Here’s one for the Gen X-ers: a fashion reprise of Jamiroquai’s 1996 “Virtual Insanity” video. “Remixing the style of Jay Kay” was Watanabe’s title for it, with further explanation: “The name Jamiroquai was derived from the combination of jam session and the name of a Native American tribe, the Iroquois.” As a designer (himself born a Gen-Xer), Watanabe has built his men’s collection on the framework of multiple collaborations with brands and
musicians, who in his mind resonate as touchstones of authenticity.
That’s much more complicated when it comes to collaborating with Jay Kay, as will immediately hit anyone who sees Mexican serapes and Navajo blanket patterns patchworked into Watanabe’s jackets. In his ’90s acid jazz heyday, Jay Kay—a white British Mancunian—“established his own style…showing appreciation not only for the Iroquois but various indigenous cultures of the world,” as Watanabe’s press release has it.
That kind of white-hipster cultural appropriation equals opprobrium today—a discomforting (at the least) focus for Watanabe to want to pick on. In fact, the designer’s press release states, “in order to realize some of our ideas, we invited participation from the Secretariat of Culture of Mexico, as well as the renowned Pendleton Woolen Mills.” According to the Culture Secretariat’s website, the Mexican government arm, “works in favor of the preservation, promotion, and dissemination of heritage and cultural diversity. In addition, it supports the artistic creation and the development of creative industries.” Pendleton Woolen Mills, a company founded in Oregon in 1863, has a long history of trading its blankets with the Native American tribes of the Pacific Northwest. Questions about authenticity of sourcing and the ethics around that surely have to be squared before any designer sets foot on this kind of territory.

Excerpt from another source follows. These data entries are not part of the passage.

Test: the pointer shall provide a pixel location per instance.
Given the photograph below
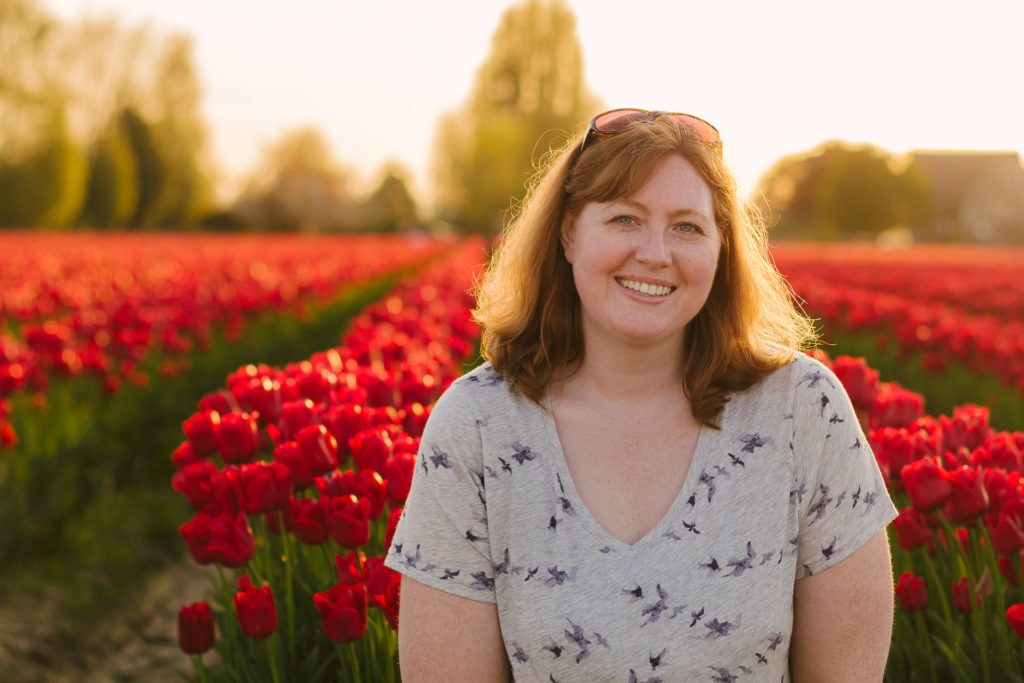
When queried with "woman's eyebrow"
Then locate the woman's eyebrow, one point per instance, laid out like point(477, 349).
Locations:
point(640, 206)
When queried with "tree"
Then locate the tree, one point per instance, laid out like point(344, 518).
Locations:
point(842, 190)
point(390, 207)
point(528, 96)
point(297, 185)
point(112, 196)
point(45, 187)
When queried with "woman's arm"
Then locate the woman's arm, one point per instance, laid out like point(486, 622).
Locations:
point(448, 638)
point(843, 619)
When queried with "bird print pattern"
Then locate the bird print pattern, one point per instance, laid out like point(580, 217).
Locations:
point(785, 488)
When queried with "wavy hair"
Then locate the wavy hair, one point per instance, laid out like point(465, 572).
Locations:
point(527, 302)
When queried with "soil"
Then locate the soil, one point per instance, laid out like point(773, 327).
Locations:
point(37, 645)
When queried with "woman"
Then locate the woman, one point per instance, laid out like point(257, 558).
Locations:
point(647, 481)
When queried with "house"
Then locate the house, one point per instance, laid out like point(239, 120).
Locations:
point(977, 196)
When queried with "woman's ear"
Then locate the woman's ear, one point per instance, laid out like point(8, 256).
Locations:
point(567, 231)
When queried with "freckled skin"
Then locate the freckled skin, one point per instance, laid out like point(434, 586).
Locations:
point(665, 235)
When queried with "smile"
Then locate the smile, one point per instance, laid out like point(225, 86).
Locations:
point(645, 288)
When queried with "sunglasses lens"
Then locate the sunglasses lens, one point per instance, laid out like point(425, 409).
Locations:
point(617, 120)
point(706, 132)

Watanabe might have pre-empted some of them; but then again, the fact that the fashion-copying, bowdlerisation, or theft, of these patterns—which has been rife at the dead-end cheap of high-street chains and street markets for decades—still makes for a bad whiff which can’t be shaken off.
Watanabe’s Jamiroquai tropes were also reflected in the top-big, bottom-skinny silhouette of the lairy ’90s lad-turned-dad generation. That consisted in oversized parkas and utility jackets worn with skinny jeans (not seen in ages); a new iteration of Watanabe’s wildly popular signature denims, patchworked with menswear tweeds and shirting bits and pieces. The London milliner Benny Andallo did the honors in replicating and riffing on Jay Kay’s outsize rep as ‘the cat in the hat’—and the three dancers did an almost exact “Virtual Insanity” re-enactment, on a white-tiled set recapturing the original look of Jonathan Glazer’s video. Will this season be enough to win over a younger generation or— maybe more to the point—will forty and fifty-something dads decide it’s still cool to relive their youths this way?